De credits gingen daarvoor naar Pep Guardiola. De Spanjaard stelde vast dat er in de eerste helft te weinig kansen werden gecreëerd, maar in de tweede helft duurde het slechts 7 minuten vooraleer City kon scoren via Aguero. The Citizens speelden in de tweede helft een pak aanvallender, vooral dankzij de offensieve impulsen van backs Walker en Zinchenko.
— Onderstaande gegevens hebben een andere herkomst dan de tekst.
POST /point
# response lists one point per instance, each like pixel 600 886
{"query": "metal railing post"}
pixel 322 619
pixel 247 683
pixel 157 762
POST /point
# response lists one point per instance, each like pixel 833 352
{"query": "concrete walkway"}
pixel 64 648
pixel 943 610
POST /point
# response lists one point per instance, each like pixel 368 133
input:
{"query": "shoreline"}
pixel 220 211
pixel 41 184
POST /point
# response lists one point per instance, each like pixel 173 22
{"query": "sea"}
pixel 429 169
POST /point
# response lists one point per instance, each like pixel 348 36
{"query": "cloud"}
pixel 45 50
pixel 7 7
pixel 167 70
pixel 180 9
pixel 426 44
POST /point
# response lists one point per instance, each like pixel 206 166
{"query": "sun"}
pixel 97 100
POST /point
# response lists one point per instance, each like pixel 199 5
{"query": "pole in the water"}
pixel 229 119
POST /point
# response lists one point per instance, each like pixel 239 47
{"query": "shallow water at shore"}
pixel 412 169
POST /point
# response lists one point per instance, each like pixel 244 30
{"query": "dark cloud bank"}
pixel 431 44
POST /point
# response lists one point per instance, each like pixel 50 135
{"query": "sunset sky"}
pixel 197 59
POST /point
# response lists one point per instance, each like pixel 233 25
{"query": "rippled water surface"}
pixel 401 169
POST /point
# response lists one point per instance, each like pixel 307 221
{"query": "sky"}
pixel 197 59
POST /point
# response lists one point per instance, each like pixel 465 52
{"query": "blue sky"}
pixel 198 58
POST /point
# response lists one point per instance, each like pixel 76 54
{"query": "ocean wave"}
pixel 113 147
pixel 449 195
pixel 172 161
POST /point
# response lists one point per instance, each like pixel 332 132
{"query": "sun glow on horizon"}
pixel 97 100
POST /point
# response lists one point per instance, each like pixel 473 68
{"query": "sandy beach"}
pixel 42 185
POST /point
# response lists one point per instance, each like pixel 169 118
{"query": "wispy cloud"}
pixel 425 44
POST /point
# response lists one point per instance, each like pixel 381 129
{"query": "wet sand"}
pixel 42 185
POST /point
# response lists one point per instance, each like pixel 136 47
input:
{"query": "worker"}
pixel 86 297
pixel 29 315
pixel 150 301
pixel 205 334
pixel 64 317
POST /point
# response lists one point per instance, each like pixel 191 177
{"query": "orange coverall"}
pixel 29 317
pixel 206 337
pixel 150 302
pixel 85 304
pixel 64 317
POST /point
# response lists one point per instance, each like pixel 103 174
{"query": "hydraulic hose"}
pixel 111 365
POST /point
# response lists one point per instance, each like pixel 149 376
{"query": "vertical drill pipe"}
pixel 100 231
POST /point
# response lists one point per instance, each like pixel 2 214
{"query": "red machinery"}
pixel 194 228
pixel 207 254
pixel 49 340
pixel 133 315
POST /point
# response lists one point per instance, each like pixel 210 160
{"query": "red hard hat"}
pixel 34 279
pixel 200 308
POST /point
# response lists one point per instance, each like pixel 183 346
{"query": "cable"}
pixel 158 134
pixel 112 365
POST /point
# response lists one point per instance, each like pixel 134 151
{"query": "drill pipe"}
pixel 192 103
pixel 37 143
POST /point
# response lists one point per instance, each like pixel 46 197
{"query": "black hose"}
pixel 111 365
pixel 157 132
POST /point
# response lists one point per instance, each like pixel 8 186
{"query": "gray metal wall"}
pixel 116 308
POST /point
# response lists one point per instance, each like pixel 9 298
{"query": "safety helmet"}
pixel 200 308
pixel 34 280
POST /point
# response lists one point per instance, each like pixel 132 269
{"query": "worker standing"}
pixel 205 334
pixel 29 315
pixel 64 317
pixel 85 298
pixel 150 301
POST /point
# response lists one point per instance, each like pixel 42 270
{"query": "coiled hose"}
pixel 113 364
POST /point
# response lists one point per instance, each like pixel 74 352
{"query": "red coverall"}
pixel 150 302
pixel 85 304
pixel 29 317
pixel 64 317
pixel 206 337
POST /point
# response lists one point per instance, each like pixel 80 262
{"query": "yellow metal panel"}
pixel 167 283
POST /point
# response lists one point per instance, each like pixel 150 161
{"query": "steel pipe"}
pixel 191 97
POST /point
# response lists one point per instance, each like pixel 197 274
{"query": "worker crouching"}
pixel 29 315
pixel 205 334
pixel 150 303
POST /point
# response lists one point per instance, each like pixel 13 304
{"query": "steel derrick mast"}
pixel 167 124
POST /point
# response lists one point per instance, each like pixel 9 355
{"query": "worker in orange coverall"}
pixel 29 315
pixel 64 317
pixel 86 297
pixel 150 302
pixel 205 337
Op die manier konden de middenvelders meer invloed krijgen op het spelbeeld, getuige het doelpunt van Aguero op assist van De Bruyne. In de laatste tien minuten scoorde De Bruyne dan zelf op assist van Mahrez. Guardiola zag een belangrijke rol voor De Bruyne. "In de tweede helft brachten we spelers zoals De Bruyne en Bernardo Silva dichterbij Aguero, zij hebben een betere pass in de voeten dan de spelers die dat in de eerste helft deden. Dat was de reden waarom het keerde," klonk het op de persconferentie na de match.